The Bright Years explores the shame and guilt of giving a child up for adoption—and the effect of that decision on everyone touched by it. Lillian keeps this secret for years after she is married and has experienced a miscarriage and the birth of a daughter. She finally tells her husband:

“But my confession doesn’t deflate my shame—it emboldens it. I regret giving up my first, flushing my second, leaving my third every morning for work. I hold guilt as close as a lover and throw myself entirely into being the best possible mom for Georgette. I don’t mean to choose her over everyone else, but’s it’s a choice made deep in my bones. And this is how I manage to miss it as my husband’s eyes begin to hollow out like craters.”

The novel masterfully explores the way parents’ patterns of behavior affect their children, how they are often duplicated when the children become parents themselves. How “Things from childhood really stick.” Ryan allows alcohol to turn him into the kind of father he was raised by, the kind of man he swore he’d never be. Even the smallest things are mirrored, Lillian discovers when she realizes she loads dishes into the dishwasher “exactly the way [her] mother did it. It’s funny what gets ingrained, like which way plates should face.”

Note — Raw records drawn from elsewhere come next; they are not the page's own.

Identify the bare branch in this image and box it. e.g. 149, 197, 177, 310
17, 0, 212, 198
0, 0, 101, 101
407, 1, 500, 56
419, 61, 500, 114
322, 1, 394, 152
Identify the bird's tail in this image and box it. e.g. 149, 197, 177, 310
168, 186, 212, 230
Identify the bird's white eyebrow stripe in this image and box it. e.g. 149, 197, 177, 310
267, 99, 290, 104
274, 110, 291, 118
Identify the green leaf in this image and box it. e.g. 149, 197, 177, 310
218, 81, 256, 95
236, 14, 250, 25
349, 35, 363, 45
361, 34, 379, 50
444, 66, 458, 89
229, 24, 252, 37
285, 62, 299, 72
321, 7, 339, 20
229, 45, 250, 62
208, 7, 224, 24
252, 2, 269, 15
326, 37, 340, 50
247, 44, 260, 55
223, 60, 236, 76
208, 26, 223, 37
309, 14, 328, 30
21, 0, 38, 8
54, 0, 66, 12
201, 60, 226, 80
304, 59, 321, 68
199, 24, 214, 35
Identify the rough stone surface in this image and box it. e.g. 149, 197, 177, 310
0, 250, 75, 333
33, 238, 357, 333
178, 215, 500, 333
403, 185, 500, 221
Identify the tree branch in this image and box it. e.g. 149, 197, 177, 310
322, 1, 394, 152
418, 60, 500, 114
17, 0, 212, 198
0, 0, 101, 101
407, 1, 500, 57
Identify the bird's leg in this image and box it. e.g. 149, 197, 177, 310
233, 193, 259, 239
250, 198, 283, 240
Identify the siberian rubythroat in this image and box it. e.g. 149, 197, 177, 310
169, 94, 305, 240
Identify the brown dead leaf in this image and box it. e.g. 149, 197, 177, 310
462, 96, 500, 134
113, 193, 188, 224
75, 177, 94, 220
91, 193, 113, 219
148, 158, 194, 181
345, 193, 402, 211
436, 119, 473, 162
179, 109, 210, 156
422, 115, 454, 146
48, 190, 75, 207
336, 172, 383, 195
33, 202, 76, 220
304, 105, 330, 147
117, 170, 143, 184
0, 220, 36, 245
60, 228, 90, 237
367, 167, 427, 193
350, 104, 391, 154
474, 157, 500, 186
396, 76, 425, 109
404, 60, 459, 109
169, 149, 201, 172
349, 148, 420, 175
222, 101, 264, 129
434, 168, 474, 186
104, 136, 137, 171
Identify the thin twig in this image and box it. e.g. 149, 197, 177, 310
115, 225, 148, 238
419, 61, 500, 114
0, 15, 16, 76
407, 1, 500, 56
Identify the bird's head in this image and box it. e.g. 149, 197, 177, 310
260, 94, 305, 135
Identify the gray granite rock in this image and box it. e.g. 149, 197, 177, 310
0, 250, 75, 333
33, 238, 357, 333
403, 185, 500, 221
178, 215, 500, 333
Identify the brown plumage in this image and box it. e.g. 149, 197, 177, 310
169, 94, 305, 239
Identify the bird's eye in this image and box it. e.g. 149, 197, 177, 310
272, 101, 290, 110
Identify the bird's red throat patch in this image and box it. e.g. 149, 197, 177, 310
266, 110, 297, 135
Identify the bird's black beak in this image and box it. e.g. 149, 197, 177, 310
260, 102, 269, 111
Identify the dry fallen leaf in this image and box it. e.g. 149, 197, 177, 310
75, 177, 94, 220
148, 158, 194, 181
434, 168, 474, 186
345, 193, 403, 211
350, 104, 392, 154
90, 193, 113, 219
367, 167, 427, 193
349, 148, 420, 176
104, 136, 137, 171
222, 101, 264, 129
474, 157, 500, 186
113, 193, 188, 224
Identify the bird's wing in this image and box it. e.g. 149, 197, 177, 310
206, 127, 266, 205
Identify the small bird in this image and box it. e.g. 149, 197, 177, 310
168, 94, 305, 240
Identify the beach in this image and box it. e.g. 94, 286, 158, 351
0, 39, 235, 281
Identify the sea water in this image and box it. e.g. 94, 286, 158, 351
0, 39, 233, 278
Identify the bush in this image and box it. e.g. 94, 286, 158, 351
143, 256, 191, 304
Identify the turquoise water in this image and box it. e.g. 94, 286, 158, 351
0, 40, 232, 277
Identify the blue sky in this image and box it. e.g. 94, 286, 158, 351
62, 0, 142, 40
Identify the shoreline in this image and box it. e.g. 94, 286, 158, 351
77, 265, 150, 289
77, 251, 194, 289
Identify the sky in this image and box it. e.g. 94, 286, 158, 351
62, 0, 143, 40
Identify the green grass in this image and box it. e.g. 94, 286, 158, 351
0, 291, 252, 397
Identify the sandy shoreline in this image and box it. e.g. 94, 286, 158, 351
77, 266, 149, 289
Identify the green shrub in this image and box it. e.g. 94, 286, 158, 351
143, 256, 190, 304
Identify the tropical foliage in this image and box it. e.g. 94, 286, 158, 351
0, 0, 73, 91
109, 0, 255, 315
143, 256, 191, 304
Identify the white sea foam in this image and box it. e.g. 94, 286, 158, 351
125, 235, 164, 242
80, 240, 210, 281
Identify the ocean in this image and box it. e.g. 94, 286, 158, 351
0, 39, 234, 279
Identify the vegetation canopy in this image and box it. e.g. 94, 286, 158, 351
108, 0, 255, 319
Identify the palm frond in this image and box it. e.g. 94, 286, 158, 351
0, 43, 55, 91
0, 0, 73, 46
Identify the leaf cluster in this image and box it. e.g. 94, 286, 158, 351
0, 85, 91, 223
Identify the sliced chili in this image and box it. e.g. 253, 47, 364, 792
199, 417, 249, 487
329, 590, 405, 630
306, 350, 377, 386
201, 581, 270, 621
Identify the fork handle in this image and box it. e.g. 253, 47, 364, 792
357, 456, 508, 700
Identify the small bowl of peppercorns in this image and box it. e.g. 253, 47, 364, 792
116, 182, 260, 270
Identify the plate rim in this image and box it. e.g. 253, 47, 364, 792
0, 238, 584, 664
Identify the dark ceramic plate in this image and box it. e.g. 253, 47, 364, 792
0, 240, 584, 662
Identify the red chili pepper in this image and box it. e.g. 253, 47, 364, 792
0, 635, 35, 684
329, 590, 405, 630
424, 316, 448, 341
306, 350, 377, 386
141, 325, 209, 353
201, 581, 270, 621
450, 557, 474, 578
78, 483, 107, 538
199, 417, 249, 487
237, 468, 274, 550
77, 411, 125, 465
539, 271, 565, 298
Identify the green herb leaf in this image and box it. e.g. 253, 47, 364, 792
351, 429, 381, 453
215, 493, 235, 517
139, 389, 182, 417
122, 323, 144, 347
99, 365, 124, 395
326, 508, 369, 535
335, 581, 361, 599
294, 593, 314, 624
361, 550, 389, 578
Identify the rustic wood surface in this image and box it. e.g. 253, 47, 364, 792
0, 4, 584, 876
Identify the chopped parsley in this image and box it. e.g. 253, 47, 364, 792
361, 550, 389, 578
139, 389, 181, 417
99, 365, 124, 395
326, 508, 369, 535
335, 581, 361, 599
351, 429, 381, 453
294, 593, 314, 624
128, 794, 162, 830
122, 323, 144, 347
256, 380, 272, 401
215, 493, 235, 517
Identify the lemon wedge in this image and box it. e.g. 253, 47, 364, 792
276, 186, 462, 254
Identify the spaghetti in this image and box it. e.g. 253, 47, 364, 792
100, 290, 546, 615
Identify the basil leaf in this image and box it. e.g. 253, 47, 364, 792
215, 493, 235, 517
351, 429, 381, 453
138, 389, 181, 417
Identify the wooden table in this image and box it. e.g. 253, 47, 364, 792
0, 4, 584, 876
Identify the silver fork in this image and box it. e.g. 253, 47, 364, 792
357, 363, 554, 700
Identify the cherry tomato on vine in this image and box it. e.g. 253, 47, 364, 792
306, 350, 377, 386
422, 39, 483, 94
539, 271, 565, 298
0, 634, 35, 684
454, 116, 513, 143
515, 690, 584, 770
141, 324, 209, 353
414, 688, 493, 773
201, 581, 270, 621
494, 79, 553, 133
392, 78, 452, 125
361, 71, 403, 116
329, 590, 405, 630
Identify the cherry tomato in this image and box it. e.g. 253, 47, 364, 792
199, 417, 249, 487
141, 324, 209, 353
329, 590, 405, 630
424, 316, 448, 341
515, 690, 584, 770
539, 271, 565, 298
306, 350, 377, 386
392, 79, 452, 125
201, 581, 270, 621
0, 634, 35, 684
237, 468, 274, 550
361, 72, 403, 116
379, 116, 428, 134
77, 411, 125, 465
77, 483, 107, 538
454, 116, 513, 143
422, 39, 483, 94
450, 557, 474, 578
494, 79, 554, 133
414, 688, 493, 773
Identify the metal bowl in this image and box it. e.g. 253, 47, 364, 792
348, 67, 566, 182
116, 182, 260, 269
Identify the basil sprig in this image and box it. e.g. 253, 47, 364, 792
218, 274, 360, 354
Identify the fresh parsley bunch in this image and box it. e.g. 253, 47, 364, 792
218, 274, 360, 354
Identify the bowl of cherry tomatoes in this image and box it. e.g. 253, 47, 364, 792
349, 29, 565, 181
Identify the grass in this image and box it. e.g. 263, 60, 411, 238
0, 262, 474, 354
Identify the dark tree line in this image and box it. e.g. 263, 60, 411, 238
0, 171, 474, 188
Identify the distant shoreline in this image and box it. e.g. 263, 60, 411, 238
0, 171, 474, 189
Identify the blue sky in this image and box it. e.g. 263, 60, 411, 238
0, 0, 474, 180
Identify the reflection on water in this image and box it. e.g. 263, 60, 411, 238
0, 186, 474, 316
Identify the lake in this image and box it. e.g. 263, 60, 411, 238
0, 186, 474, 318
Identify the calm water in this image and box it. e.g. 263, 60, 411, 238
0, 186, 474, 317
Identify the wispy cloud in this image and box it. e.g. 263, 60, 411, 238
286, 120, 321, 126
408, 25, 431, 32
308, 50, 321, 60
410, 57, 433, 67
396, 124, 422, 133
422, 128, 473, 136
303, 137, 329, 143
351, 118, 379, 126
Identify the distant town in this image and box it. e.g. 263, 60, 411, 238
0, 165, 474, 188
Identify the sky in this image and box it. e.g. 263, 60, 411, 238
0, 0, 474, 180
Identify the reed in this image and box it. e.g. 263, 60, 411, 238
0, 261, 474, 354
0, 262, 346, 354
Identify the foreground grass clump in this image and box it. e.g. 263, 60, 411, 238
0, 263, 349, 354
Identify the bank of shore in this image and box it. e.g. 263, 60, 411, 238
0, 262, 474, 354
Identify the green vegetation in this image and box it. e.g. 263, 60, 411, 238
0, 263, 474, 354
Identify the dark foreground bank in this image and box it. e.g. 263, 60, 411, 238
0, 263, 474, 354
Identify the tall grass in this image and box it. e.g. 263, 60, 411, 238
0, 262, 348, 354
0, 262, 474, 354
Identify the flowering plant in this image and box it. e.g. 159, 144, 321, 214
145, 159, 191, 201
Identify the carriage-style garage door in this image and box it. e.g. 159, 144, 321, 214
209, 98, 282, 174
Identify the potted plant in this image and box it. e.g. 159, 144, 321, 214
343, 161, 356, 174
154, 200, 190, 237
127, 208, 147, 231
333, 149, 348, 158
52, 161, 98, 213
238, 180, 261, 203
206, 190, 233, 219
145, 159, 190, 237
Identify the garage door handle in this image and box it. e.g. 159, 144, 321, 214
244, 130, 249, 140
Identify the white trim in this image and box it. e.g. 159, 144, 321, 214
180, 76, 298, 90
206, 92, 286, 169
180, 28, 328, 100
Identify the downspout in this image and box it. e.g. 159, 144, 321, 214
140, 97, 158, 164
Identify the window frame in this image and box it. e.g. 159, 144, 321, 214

And yet, not even experiences Damoff brings to the novel from her years as a social worker in the foster care system of Texas are what raises this novel from the ordinary to the extraordinary. Rather, it is the perfectly crafted prose, the tender insights into human nature that are dropped quietly onto page after page. The best way to appreciate how lovely Damoff’s writing is to read a series of examples drawn from the story:

“There are two kinds of grief at a wake: grieving the loss of what was and grieving the loss of what wasn’t.”

“A second marriage requires more bravery than a first.”

“We’ll reassure each other that our children are smarter and more mature than we were. We’ll make empty promises that nobody will break their hearts and that they’ll be immune to peer pressure and teen cruelties and Columbine-like shootings. We’ll hope for perfection; what mother doesn’t.”

“When I said yes all those lifetimes ago, I thought I knew more or less what I was saying yes to. But now I know none of us ever can.”

“Every death intensifies every other death.”

“Time can wash dirt off a memory until it is revealed as something else entirely.”

“Eight years have passed, and time is no healer. A mother stays even when she’s gone, like a muted moon in the daytime sky.”

“The thing about alcoholism is that there’s sickness on both sides. Drink, you’re sick. Don’t drink, you’re sick.”

“The heart thirsts for comfort like the stomach thirsts for nourishment, and the discomforted move the drink from one vessel to another. That’s why I started drinking.”

“Through choices made and not made, you entered this world like a starburst, and you let me ride your trail of light through the sky.”

And finally, there is this touching scene where Lillian tells Georgette her death doesn’t mean she will really be gone:

“I lower my shaking fingers to her heart and say slowly, “I will be here.” I move my hand to the life in her belly and say, “There.” She closes her eyes and tilts her face upward, a lone tear trailing down as she whispers with me, “And everywhere.”

Every word in The Bright Years feels pitch perfect. The novel is outstanding for its achingly accurate depiction of the effects of alcoholism on a family, for its fully fleshed-out characters, and for its poetic use of language. Each of these is true. Yet the overall impact of the novel is far greater than the sum of these parts. It’s hard to believe this is a debut novel for Damroff. We can’t wait to see what she comes up with next.

Sarah Damroff

Sarah Damroff’s writing has appeared in Porter House Review, Ruminate Magazine, and Open Global Rights, among other publications. She holds a degree in Family Studies and a Child Protection Certification from Harvard University. A Texas native, Sarah lives in Dallas with her husband and children.